No ha dado un rodeo que le haya conducido al punto de partida. Se halla sin lugar a dudas en Val Karniú, no en Luktrop. No obstante, el mismo corredor bajo y abovedado, la misma escalera de caracol de madera, gastada por el roce de las manos.
Sube, llega a la puerta de la habitación de arriba. Por debajo se filtra una débil claridad, como en el Seis-Cuatro.
¿Es una alucinación? A la vaga luz reconoce su habitación, el canapé amarillo, a la derecha el cofre de viejo peral, a la izquierda el arca ferrada donde pensaba depositar sus ciento veinte fretzers. Aquí su sillón con orejeras de cuero, allí su mesa de retorcidas patas, y encima, junto a la lámpara que se extingue, su Códex, abierto en la página 197.
-¿Qué me pasa? -murmura.
¿Qué tiene? ¡Miedo! Sus pupilas están dilatadas, su cuerpo contraído. Un sudor helado enfría su piel, sobre la cual siente correr rápidas horripilaciones.
¡Pero apresúrate! ¡Falta aceite, la lámpara va a extinguirse, el moribundo también!
¡Sí! Allí está el lecho, su lecho de columnas, con su pabellón tan largo como ancho, cerrado por cortinas con dibujos de grandes ramajes. ¿Es posible que aquélla sea la cama de un miserable hornero?
Con mano temblorosa, el doctor Trifulgas agarra las cortinas. Las abre. Mira.
El moribundo, con la cabeza fuera de las ropas, permanece inmóvil, como a punto de dar su último suspiro.
El doctor se inclina sobre él…
¡Ah! ¡Qué grito escapa de su garganta, al cual responde, desde fuera, el siniestro aullido de su perro!
¡El moribundo no es el hornero Vort Kartif…! ¡Es el doctor Trifulgas…! Es él mismo, atacado de congestión: ¡él mismo! Una apoplejía cerebral, con brusca acumulación de serosidades en las cavidades del cerebro, con parálisis del cuerpo en el lado opuesto a aquel en que se encuentra la lesión.
¡Sí! ¡Es él quien ha venido a buscarlo, por quien han pagado ciento veinte fretzers! ¡Él, que por dureza de corazón se negaba a asistir al hornero pobre!
¡Él, el que va a morir! El doctor Trifulgas está como loco. Se siente perdido. Las consecuencias crecen de minuto en minuto. No sólo todas las funciones de relación se están suprimiendo en él, sino que de un momento a otro van a cesar los movimientos del corazón y de la respiración. Y, a pesar de todo, ¡aún no ha perdido por completo el conocimiento de sí mismo!

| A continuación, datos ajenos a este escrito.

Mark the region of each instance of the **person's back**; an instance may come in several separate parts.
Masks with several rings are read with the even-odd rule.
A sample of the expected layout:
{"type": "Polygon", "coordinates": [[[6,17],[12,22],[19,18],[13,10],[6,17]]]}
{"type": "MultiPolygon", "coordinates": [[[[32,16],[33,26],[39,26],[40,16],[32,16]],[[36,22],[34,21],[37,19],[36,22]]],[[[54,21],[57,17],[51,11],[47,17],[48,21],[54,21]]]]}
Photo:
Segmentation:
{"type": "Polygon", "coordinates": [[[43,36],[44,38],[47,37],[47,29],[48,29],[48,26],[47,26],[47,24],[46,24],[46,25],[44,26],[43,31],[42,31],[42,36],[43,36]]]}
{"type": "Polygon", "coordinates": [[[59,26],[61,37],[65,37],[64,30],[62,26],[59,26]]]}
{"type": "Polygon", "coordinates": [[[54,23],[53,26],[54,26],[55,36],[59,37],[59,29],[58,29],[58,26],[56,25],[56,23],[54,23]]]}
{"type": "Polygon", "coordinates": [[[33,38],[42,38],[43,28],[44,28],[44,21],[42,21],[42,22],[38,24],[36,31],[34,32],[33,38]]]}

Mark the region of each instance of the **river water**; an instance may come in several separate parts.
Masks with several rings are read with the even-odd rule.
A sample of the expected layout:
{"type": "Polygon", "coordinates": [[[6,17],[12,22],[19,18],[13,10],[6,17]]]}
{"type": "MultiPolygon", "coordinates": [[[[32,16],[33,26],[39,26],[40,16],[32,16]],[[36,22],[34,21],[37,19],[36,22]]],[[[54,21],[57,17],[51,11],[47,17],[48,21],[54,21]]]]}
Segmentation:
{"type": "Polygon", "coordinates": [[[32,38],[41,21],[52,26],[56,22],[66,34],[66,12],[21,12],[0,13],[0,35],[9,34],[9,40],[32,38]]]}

¿Qué hacer? ¿Disminuir la masa de la sangre mediante una emisión sanguínea? El doctor Trifulgas es hombre muerto si vacila…
Por aquel tiempo aún se sangraba y, como al presente, los médicos curaban de la apoplejía a todos aquellos que no debían morir.
El doctor Trifulgas agarra su bolsa, saca la lanceta y pincha la vena del brazo de su doble; la sangre no acude a su brazo. Le da enérgicas fricciones en el pecho: el juego del suyo se detiene. Le abrasa los pies con piedras candentes: los suyos se hielan.
Entonces su doble se incorpora, se agita, lanza un estertor supremo…
Y el doctor Trifulgas, pese a todo cuanto pudo inspirarle la ciencia, se muere entre sus manos.
¡Frritt! ¡Flacc…!
VII
A la mañana siguiente no se encontró más que un cadáver en la casa del Seis-Cuatro: el del doctor Trifulgas.
Lo colocaron en un féretro y fue conducido con gran pompa al cementerio de Luktrop, junto a tantos otros a quienes él había enviado según su fórmula.
En cuanto al viejo Hurzof, se dice que, desde aquel día, recorre sin cesar la landa, con la linterna encendida en la boca, aullando como un perro perdido.
Yo no sé si es así; ¡pero pasan cosas tan raras en el país de Volsinia, precisamente en los alrededores de Luktrop!
Por otra parte, se los repito, no busquen esta villa en el mapa, Los mejores geógrafos aún no han podido ponerse de acuerdo sobre su situación en latitud, ni siquiera en longitud.